I’ve already said that I think the tomb was found emptied, but it took time for the Risen Christ to be believed – Mark and Matthew make this pretty clear, since both locate the apparitions squarely in Galilee. Luke and John are more problematic for my view, but both are rather at odds with the first two Gospels. Why the disparity? And why does John feature a major appearance to Peter, and his old business partners, in the Sea of Galilee when Luke doesn’t if they’re drawing on the same source events?
Yet having said that I have my doubts about the skeptical case for a dead Christ too. Chief amongst my “doubts” is the enigma that is the Shroud of Turin – which recently has been proven somewhat older than the 1988 radiocarbon dating first implied. Apparently the samples for the dating had all been taken from a Medieval patch – the rest of the cloth itself is much older, as measured, albeit roughly, by a biochemical clock related to the aging of the fabric.

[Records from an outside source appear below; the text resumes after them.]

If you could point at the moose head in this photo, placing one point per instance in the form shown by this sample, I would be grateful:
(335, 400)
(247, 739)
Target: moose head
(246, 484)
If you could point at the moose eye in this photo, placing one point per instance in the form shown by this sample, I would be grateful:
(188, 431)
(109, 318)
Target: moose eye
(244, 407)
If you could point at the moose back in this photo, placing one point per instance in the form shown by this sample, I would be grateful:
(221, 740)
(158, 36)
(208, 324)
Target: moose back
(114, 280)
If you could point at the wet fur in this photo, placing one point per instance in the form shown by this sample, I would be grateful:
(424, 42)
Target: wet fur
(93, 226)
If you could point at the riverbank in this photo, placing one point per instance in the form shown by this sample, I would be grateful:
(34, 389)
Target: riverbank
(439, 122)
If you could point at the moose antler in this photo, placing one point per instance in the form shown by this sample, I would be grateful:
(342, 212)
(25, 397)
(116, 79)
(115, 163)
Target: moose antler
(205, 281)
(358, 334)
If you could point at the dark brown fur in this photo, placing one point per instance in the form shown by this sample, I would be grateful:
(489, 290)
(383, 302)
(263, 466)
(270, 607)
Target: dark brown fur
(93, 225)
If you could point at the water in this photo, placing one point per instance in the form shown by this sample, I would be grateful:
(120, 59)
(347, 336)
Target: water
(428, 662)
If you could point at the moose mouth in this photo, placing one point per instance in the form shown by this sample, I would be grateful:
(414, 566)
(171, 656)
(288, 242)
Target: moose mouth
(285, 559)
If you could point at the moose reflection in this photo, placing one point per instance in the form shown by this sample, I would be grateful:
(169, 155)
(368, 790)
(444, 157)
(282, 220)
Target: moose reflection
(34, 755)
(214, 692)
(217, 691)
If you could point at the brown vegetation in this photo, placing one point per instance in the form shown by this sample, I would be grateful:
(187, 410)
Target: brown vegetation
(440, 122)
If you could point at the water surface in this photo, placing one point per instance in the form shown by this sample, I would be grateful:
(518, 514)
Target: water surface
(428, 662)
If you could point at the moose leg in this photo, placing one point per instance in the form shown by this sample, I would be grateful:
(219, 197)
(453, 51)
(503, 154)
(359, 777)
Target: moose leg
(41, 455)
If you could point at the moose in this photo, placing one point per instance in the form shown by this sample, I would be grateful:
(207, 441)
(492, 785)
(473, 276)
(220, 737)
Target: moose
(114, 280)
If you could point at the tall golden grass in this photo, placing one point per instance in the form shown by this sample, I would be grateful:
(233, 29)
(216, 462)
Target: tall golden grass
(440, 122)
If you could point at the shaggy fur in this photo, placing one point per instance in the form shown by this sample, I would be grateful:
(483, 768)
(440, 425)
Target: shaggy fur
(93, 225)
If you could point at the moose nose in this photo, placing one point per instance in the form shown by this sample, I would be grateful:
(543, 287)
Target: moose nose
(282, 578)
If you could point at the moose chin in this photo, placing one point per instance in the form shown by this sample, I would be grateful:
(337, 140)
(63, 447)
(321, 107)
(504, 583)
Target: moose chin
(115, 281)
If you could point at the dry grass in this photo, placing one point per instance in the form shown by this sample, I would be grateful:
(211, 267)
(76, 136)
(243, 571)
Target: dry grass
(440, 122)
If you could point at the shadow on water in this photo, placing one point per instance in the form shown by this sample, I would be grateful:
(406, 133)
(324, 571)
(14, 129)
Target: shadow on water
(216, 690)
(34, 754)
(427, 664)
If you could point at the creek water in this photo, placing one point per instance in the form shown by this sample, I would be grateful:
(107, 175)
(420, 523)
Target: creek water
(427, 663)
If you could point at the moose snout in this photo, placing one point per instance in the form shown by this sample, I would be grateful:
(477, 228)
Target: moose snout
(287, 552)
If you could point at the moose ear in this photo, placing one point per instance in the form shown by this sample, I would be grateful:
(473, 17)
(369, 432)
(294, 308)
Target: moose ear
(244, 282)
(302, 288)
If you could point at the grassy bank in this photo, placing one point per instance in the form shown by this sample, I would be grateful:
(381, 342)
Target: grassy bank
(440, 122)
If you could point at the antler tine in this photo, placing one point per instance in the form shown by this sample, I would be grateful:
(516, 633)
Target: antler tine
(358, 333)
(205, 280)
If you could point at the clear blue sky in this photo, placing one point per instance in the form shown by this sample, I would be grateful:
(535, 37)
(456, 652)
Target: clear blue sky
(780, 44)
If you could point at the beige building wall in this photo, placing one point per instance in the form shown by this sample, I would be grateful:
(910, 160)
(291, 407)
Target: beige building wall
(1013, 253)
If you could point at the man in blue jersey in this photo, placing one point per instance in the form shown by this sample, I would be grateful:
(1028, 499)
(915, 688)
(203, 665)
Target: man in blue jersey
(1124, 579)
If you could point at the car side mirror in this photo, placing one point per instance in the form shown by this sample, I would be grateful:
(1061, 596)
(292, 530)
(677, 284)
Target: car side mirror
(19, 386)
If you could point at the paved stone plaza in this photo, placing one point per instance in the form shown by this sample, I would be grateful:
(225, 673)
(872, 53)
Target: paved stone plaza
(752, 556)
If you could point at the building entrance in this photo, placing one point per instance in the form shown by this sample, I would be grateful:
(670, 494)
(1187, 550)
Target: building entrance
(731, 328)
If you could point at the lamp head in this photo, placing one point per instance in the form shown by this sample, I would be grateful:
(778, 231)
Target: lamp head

The Shroud itself proves that a dead man was in it, but why it became associated with JC is because of the unique wounds the Shroud Man bears – multiple lacerations to the forehead (i.e. Crown of Thorns) and the bleeding wound in his side. Plenty of other people had been crucified and scourged by the Romans – also seen on the Shroud Man – but the extra abuse of the victim is surely unique. But if the Shroud Man is JC then why isn’t the Shroud mentioned as an amazing sign in the Gospels?